Non ci sarà il confronto tra i consulenti balistici e genetici di accusa e difesa nel processo ad Adele Velardo, accusata, insieme al marito Carlo Gregoli, nel frattempo morto suicida in carcere, dell’omicidio di Vincenzo Bontà e Giuseppe Vela, uccisi a colpi di pistola il 3 marzo del 2016 a Palermo.

Nonostante i contrasti tra le relazioni tecniche di pm e legali sul dna trovato sui bossoli, certamente di Gregoli per
l’accusa, non sufficiente per una attribuzione certa per la difesa, e sull’arma, la corte d’assise ha respinto la richiesta
di confronto e rinviato per la requisitoria del pm Claudio Camilleri.

Il delitto, il cui movente non è mai stato accertato, avvenne in pieno giorno in strada davanti a un testimone oculare che ha anche deposto al processo. L’auto dei coniugi fu inoltre ripresa da alcune telecamere.

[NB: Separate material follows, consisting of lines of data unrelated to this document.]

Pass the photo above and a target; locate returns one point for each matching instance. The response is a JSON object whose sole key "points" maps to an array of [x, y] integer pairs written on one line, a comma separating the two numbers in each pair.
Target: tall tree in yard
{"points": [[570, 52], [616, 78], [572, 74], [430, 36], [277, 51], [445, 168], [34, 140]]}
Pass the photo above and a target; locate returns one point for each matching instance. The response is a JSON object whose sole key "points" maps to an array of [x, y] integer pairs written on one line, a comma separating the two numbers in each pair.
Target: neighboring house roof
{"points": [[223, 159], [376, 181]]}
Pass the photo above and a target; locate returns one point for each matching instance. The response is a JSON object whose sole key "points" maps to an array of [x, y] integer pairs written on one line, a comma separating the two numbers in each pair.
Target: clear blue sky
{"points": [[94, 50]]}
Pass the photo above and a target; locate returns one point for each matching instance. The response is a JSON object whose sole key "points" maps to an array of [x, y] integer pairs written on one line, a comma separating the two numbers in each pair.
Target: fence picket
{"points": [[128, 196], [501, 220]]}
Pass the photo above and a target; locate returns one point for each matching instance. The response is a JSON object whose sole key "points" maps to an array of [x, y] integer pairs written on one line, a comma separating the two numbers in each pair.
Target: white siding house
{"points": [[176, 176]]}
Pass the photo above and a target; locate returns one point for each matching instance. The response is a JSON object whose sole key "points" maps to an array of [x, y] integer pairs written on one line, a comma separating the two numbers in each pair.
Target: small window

Alle 9.38 del 3 marzo la coppia uscì in macchina e si allontanò a bordo di una Toyota Land Cruiser verso via Falsomiele. Le telecamere ripresero poco dopo la Fiat 500 L con a bordo Bontà e Vela arrivare nel senso opposto. Poi entrambe le auto uscirono dall’inquadratura. Dopo meno di due minuti la macchina della Velardi riapparve per rientrare a casa. In quei due minuti, secondo l’accusa che si basa sui racconti del testimone oculare, Gregoli sparò. Tracce di polvere da sparo vennero trovate anche addosso alla moglie che però non avrebbe fatto fuoco e risponde a titolo di concorso morale nel delitto.
La donna si è sempre detta innocente.